Let’s begin with training intensity, which refers to how heavy the weight is relative to your maximum strength. According to research, the best muscle growth occurs when training with loads between 60 and 75 percent of your 1RM. For example, if your best bench press is 225 lbs, 60 to 75 percent would be between 135 and 170 lbs. That would mean doing sets of 6 to 15 reps for most people.

But, aside from intensity, we have to look at how repetition ranges relate to the other factors discussed above.

Volume

The repetition ranges you use should allow you to accumulate enough training volume in a reasonable amount of time and without exhausting you.

For example, three sets of 10 reps would be an example of a good range for growth because you can accumulate plenty of volume in as little as 5-8 minutes with a moderate load. In contrast, 10 sets of three reps would mean you’re training with a much heavier load, it takes you longer to do your 30 total reps, and each set is more demanding, leading to more fatigue.

Frequency

As far as how often you train a muscle group, the rep ranges you use don’t play that big of a role.

Exercise Selection

As you’ve probably realized, most movements come with a recommended repetition range. For example, it wouldn’t be wise to pick up a heavy dumbbell and do sets of 5 to 8 reps on lateral raises.

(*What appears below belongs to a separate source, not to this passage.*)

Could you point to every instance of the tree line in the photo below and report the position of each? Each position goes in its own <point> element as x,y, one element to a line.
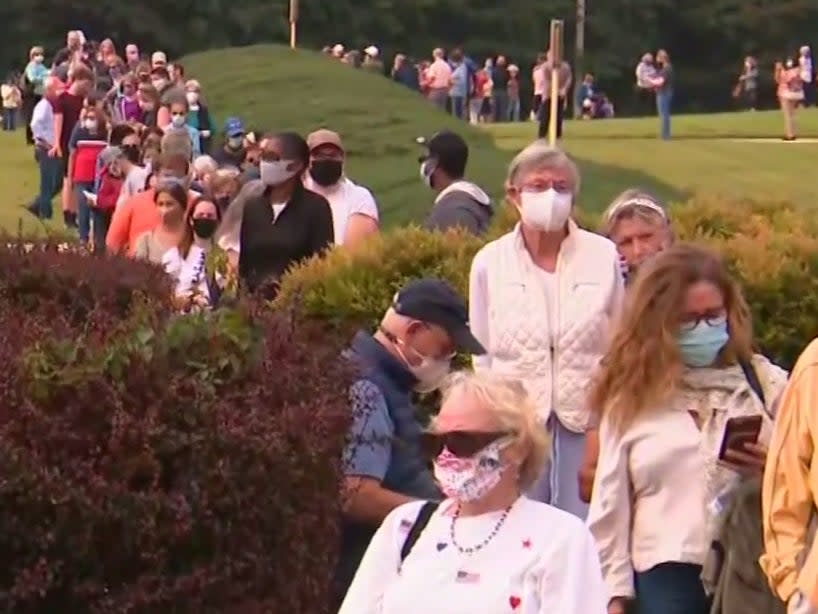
<point>707,39</point>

The rep ranges should fit the specific movements you’re doing and allow you to train safely and maintain proper technique from start to finish.

Effort

Repetition ranges don’t impact your ability to push yourself as hard as you would like during training.

Rep Quality

As briefly discussed above, it’s not just essential to hit an arbitrary repetition goal but also to ensure that each rep is of good quality. So, regardless of what movement you’re doing and what load you’re lifting, the number of reps you do should allow you to train with good technique and feel the correct muscles working.

So, What’s The Bottom Line?

There isn’t a single best rep range for muscle gain. You should leverage several intensity zones based on your overall training volume, the movements you’re doing, and such.

It’s best to take advantage of heavier and lighter loads to train in ranges between 5 to 30, always making sure to recover between sets, do each repetition with good form, and feel the correct muscles working.

Frequently Asked Questions

Q. What is the essential factor for muscle gain success?

A. The essential factor influencing muscle gain success is training volume–-the amount of work we do in a given workout or training week.

Q. Does high frequency increase muscle growth?

A. Research suggests that a frequency of two to three times per week might lead to better results. One reason for this effect is that training more frequently allows us to break up our weekly training volume into smaller and more manageable chunks.

Q. Why is rep quality important in muscle growth?

A. It’s not just essential to hit an arbitrary repetition goal but also to ensure that each rep is of good quality. So, regardless of what movement you’re doing and what load you’re lifting, the number of reps you do should allow you to train with good technique and feel the correct muscles working.